IDEX Online Research: Tiffany Forges Ahead, Despite Economic HeadwindsOctober 13, 08
As it has so many times in the past, Tiffany & Company is using the economic slowdown – both in the U.S. and some global markets – as a springboard to growth when the inevitable recovery occurs. It is accelerating its worldwide expansion this year to 24 new units, accounting for a 13 percent increase. It also plans to open a new concept store of 2,000 square feet this Fall.
While the company’s sales have shown more moderate gains than during a period of strong economic growth, its pretax profit margin was up in the second fiscal quarter ended July 2008.

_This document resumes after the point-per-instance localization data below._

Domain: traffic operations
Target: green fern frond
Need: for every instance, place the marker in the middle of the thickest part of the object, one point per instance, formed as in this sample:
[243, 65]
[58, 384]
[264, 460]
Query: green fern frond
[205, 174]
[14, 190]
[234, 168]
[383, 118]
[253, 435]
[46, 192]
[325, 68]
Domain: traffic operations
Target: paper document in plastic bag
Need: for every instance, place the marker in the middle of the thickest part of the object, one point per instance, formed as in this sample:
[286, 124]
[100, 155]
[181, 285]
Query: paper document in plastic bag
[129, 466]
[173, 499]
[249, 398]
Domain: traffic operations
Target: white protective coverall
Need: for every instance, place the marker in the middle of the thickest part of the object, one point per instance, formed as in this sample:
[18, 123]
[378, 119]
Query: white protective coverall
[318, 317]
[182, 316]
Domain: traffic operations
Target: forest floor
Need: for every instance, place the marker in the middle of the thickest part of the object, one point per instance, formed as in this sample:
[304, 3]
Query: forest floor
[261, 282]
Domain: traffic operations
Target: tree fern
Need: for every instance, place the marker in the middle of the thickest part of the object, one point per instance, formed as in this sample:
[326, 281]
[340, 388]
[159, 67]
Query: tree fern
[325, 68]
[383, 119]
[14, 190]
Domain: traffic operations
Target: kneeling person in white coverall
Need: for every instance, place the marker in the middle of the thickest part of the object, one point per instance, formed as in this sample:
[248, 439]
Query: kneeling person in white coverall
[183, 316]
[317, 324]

Even in this weak economy, Tiffany management is predicting that its global sales will rise by about 9 percent this year, and its operating margin will be up.

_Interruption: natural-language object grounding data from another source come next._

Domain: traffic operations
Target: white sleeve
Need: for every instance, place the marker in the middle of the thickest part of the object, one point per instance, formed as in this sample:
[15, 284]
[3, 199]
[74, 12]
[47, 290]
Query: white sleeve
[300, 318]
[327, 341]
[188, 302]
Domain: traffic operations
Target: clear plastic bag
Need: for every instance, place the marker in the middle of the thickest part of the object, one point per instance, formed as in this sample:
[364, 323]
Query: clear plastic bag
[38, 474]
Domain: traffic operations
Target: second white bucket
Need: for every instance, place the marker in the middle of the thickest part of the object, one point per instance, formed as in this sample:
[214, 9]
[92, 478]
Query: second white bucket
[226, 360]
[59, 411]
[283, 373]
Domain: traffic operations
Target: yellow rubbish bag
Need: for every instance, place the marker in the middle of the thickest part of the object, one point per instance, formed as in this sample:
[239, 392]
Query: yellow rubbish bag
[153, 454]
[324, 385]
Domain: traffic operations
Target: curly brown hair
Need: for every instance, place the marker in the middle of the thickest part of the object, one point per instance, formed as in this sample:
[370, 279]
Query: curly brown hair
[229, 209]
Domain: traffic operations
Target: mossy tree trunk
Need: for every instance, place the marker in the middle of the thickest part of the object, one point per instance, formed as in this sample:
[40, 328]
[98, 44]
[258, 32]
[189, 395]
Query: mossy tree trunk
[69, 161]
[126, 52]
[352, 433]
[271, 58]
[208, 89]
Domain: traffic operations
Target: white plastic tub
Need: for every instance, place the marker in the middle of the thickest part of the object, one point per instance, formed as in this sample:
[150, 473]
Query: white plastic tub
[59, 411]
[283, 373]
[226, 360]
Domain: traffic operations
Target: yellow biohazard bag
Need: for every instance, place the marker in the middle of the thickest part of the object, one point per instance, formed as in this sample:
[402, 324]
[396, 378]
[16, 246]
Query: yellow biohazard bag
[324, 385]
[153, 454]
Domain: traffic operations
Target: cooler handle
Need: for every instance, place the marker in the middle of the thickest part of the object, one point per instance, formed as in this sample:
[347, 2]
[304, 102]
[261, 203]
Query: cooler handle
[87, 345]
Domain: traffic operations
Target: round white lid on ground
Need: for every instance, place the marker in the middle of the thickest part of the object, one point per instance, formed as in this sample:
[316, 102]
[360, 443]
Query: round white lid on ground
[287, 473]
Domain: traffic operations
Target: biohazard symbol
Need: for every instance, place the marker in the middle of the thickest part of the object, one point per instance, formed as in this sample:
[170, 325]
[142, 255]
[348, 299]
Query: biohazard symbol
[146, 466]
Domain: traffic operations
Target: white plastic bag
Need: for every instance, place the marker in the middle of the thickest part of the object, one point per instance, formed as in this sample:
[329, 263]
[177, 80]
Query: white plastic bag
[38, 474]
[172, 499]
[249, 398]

How does this company generate such strong gains in an otherwise weak period? First, it targets the upper end of the market, though not necessarily the top end; after all, Tiffany is an AGS jeweler, similar to the other 1,200 or so AGS jewelers in the U.S. Second, it has created an enviable brand, an opportunity that any jeweler has (but rarely pursues). Third, the company’s management knows how to leverage itself in both good and bad times. At any point in the economic cycle, Tiffany searches for opportunities.
The table below summarizes Tiffany’s second quarter results.
The following are highlights from the company’s second fiscal quarter ended July 2008.
- U.S. same-store sales fell by 4 percent in the quarter. While the New York Flagship store on Fifth Avenue posted a 5 percent sales increase, Tiffany branches around the U.S. generated a weak 6 percent same-store sales decline. The decline was relatively broad-based. However, second-tier markets were stronger than top tier markets. Demand in Florida and Las Vegas was weak. Sales in the Hawaii market were up due to demand from Japanese tourists. Overall, demand from U.S. customers was down in the U.S. market; demand from overseas customers shopping in the U.S. with their strong currency drive Tiffany’s U.S. sales during the quarter.
- The average ticket was up, but the number of transactions was down in the U.S. Demand was weakest in two price ranges: above $50,000 and below $500. Same-store sales were about the same in each of the three months of the quarter.
- The company’s strongest product categories during the quarter in the U.S. market were diamonds, engagement jewelry, studs, pendants, and diamonds by the yard. In addition, fashion jewelry was strong, and designer jewelry was up modestly. Statement jewelry showed a decline in demand.
- E-commerce and catalog sales declined by 4 percent due primarily to fewer orders. The average ticket rose modestly.
- The company’s “other” sales category includes three revenue sources: wholesale rough diamonds, Iridesse (pearl stores), and license revenues from Luxotica; these totaled $24.8 million in the second quarter. Wholesale diamond sales were up 41 percent to $21 million, year-over-year. License fees are just beginning to flow through the income statement, so most of the remaining $3.8 million came from Iridesse. On an annual basis, we’d guess Iridesse is still generating revenues below $20 million. That’s why we really don’t hear much about it; it is less than 1 percent of Tiffany’s annual 2007 sales of $2.9 billion.
- Tiffany’s sales in the Asia-Pacific region were solid – up 7 percent in constant dollars (this is the most comparable measure, when currency translation is a factor). Further, Europe’s sales were up a dramatic 29 percent, with same-store sales up 11 percent.
- Tiffany’s gross margin rose to 57.8 percent in the second fiscal quarter, up from last year’s 56.1 percent. Three factors drove the gross margin higher:
- Sales mix – Lower ticket goods tend to generate a higher gross margin.
- Sales leverage – Despite weak same-store sales in the U.S., strong sales in other global regions helped leverage relatively fixed costs for Tiffany.
- Higher retail prices – The company raised retail prices.
- The company’s operating expense ratio rose to 39.8 percent of sales from last year’s 39.1 percent due primarily to higher personnel and marketing costs.
- On a segment basis, the following table summarizes the company’s operating margins for the second quarter.
- Later this Fall, Tiffany plans to open its first 2,000 square foot concept store, the smallest footprint yet, for a “full service” store. The unit is planned for Glendale, California.
- Management’s outlook calls for total sales to be up about 9 percent this year. In the Americas region (U.S., Canada, and Central/South America), total sales are expected to rise by about 5 percent or so, with same-store sales flat for the year (but up modestly in the fourth quarter, due primarily to very easy comparisons). Further, we expect the company’s operating margin to rise modestly for the full year.